Ce schéma est aussi très révélateur d’un biais culturel fort. En France, nous pensons que la richesse est un bien fixe et que ce que nous obtenons d’un côté, nous l’avons pris d’un autre. Dans les négociations de contrats français, il est souvent difficile de raisonner gagnant-gagnant, alors que ce modèle est une évidence outre-Atlantique. Le fait même que l’expression proche utilisée en langue française soit donnant-donnant, qui ne véhicule pas du tout la même idée, révèle cette différence culturelle majeure. Et comme tout ce qui est culturel, il est difficile pour nous de nous en rendre compte, sauf à être sorti temporairement de sa culture. Les séjours longs à l’étranger sont utiles pour cela. Si cela vous intéresse de comprendre d’où cela remonte, je ne ferais pas mieux que vous conseiller la lecture de l’excellent livre de Pascal Baudry « Français et Américains – L’autre rive » accessible gratuitement en PDF.

Cette vision de jeu à somme nulle traduit mal la réalité de la vie, et il n’est pourtant pas difficile de comprendre que certains mouvements destructeurs ne font que du dégât. L’inverse devrait donc être aussi aisé à comprendre. A travailler ensemble, on peut créer de la valeur et y gagner tous au bout du compte. La force d’une équipe, c’est aussi bien plus que la somme des individualités. Oui, c’est assez bateau, mais c’est vrai, nous en avons encore eu la confirmation en juillet dernier. Et c’est encore plus vrai en ce qui concerne la création de valeur dans une économie de la connaissance. Je vous conseille à ce sujet la vidéo d’Idriss Aberkhane, en espérant que la version courte vous donnera envie de voir la version longue expliquant fort bien l’importance et la valeur de la biodiversité.

Cette culture de l’opposition et du « au dépend de » est aussi ce qui amène encore beaucoup de gens à raisonner salariés contre entreprises, alors que leurs intérêts sont bien souvent liés, même si les degrés de partage sont très disparates. Je ne rentre pas plus dans le détail car ce sujet aussi méritera un billet à lui tout seul et ma position de dirigeant de PME me donne une assez bonne vue de tous les versants du sujet.
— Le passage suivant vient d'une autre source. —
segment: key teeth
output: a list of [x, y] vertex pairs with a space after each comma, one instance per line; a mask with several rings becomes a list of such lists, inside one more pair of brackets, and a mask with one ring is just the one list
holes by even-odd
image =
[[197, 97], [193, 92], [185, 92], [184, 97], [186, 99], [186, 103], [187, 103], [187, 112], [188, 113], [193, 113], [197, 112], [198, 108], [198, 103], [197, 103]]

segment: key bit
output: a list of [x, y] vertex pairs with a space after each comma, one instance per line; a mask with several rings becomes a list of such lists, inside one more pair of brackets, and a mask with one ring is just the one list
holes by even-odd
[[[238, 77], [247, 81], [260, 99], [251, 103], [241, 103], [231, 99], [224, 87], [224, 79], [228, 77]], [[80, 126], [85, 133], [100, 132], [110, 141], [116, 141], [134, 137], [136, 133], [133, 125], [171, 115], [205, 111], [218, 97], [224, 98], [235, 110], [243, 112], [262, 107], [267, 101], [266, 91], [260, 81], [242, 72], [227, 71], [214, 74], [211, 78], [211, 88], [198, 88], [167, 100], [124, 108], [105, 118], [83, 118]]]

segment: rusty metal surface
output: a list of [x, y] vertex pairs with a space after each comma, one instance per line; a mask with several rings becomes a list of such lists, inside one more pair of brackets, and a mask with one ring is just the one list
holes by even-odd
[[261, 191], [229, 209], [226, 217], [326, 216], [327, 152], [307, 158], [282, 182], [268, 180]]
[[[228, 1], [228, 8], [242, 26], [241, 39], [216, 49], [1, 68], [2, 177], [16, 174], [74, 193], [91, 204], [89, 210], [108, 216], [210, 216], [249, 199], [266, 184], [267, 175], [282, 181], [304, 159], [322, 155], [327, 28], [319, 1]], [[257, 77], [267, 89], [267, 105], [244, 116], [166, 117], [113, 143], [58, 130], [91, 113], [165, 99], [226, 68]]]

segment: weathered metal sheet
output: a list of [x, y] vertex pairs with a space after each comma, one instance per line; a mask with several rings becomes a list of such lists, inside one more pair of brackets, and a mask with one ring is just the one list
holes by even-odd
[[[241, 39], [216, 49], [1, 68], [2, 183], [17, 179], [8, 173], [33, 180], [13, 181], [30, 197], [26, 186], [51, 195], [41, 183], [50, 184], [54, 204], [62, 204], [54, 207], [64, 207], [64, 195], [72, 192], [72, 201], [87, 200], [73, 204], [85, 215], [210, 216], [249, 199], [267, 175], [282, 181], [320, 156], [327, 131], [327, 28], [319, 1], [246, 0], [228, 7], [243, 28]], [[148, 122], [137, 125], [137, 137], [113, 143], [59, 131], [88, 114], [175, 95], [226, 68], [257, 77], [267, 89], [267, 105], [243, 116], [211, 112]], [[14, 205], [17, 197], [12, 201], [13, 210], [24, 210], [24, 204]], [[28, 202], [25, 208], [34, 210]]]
Du coup, avec ce schéma vous écrasant sur une ligne, le positionnement politique se résume au réglage d’un curseur sur cet axe, curseur qui favoriserait plutôt l’initiative privée d’un côté et la création de richesses, ou au contraire qui privilégierait sa redistribution. Comme si l’un n’impactait pas l’autre d’ailleurs !

Enfin, cette lecture monodimensionnelle a parfois conduit les plus sages – ou les plus avares car cela marche pour les deux – à le résumer ainsi : « J’ai le cœur à gauche, mais le portefeuille à droite. » Cette phrase symbolise à mon sens à elle toute seule l’aberration que constitue cette dichotomie gauche-droite dont nous avons encore un peu de mal à nous débarrasser.

Alors certes, on pouvait encore se dire au centre, mais c’était au mieux perçu comme un manque de conviction, au pire comme de l’opportunisme de quelqu’un qui mange à tous les râteliers. Il suffit de revoir à ce sujet l’excellent sketch des inconnus sur « La Droiche ». Il n’est pas étonnant que la vidéo soit ressortie avec la naissance du mouvement ‘En Marche’, celui-ci étant effectivement totalement orthogonal à l’axe gauche-droite. Ce qui peut apparaitre ici comme une moquerie valide en réalité son positionnement.

Alors, êtes-vous prêt à sortir de ce schéma unidimensionnel primitif ? Rien ne vous y oblige, je vous laisse jusqu’à la semaine prochaine pour y réfléchir, mon article étant déjà assez long. Le principe de ce blog étant de se donner un minimum de temps de réflexion sur le fond, je vous suggère une petite pause.

Je vous proposerai la semaine prochaine un autre schéma, qui nécessite d’avoir déjà bien digéré cette analyse, et, certainement le plus difficile, la volonté de se débarrasser de nos réflexes politiques ancrés par cette ligne simpliste tant utilisée et qui nous a probablement tous aplati un peu notre cerveau.